Pfizer offer pharma disposal guide

Pharmaceutical giant Pfizer have offered a drug disposal guide but for registered customers only.

Pfizer is the first pharmaceutical company to make this resource available to health care professionals to help guide them through sometimes complex waste disposal requirements. This new, free-of-charge, online pharmaceutical disposal guide for health care providers and facilities called the “Pfizer Responsible Disposal Advisor.” but is, regrettably accessible to registered customers only. Whether that really means to those buying products from Pfizer and its subsidiaries, or is a more liberal requirement, remains to be seen. However, if Pfizer is to be compliant in the new legal framework being introduced in various States, that requires manufacturers to take responsibility for thei products, drug companies would do wise to make this more widely available as a service to all of those concerned to ensure safe disposal.

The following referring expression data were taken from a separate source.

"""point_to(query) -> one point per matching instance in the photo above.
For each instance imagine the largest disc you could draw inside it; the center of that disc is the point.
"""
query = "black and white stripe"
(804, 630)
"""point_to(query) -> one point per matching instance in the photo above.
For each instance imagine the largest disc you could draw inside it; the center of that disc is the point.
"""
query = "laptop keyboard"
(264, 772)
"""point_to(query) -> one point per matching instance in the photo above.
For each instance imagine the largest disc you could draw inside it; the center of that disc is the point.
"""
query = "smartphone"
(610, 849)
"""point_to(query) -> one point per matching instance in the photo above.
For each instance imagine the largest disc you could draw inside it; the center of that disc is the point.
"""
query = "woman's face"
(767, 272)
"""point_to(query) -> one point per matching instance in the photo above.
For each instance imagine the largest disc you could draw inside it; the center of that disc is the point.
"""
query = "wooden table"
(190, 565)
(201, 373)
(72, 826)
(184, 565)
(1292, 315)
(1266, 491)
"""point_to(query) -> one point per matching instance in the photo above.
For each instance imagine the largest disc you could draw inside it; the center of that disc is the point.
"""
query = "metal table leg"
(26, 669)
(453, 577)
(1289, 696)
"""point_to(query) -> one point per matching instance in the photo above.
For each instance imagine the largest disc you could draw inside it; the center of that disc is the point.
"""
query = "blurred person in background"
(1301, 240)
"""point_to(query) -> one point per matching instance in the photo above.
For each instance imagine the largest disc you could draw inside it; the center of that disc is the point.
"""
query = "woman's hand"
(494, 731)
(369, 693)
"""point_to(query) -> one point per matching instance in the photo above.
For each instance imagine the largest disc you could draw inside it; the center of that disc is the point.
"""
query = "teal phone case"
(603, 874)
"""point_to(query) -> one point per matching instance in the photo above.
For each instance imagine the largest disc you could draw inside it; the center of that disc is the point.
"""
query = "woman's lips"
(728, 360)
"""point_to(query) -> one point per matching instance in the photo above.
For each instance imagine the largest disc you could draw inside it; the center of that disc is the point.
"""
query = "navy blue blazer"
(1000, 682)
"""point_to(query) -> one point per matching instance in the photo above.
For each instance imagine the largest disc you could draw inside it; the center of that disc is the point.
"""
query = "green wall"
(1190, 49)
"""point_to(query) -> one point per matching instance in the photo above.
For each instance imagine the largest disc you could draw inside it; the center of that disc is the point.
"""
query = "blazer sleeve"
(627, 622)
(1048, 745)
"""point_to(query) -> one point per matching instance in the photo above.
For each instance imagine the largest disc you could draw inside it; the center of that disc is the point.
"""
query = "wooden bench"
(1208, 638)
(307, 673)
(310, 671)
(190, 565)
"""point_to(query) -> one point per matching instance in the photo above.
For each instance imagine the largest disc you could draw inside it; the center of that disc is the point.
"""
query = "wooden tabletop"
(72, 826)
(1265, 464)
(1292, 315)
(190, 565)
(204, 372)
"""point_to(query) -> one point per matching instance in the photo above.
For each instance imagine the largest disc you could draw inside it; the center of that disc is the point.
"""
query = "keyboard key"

This might include hospitals and pharmacies, prescribers and dispensers, suppliers, local authorities, wastewater services,waste managers and contractors, local authorities, and end-users.

However, it is a start and all credit to Pfizer.

What does the site offer?

  • Hazardous waste categories for all Pfizer products, including the codes for specific wastes classified as hazardous by the Resource Conservation and Recovery Act
  • State regulatory information
  • Information on what defines unused pharmaceuticals as hazardous
  • Department of Transportation shipping descriptions
  • Tips on developing a compliant hazardous pharmaceutical waste management program

 

Waste Wizard information found on Pfizer’s Responsible Disposal Advisor informs health care professionals whether the Pfizer drug to be disposed will be a hazardous waste based on the federal Environmental Protection Agency’s (EPA) regulations that implement the Resource Conservation and Recovery Act (RCRA). In addition to any relevant waste codes, the Pfizer Responsible Disposal Advisor powered by the Waste Wizard recommends disposal options for full, partial, and empty containers, and provides US Department of Transportation shipping descriptions. Certain commonly used drugs become hazardous waste when health care facilities including pharmacies decide to discard them either because the drugs are specifically listed as hazardous by EPA or because they exhibit one or more of the characteristics of hazardous waste specified by EPA.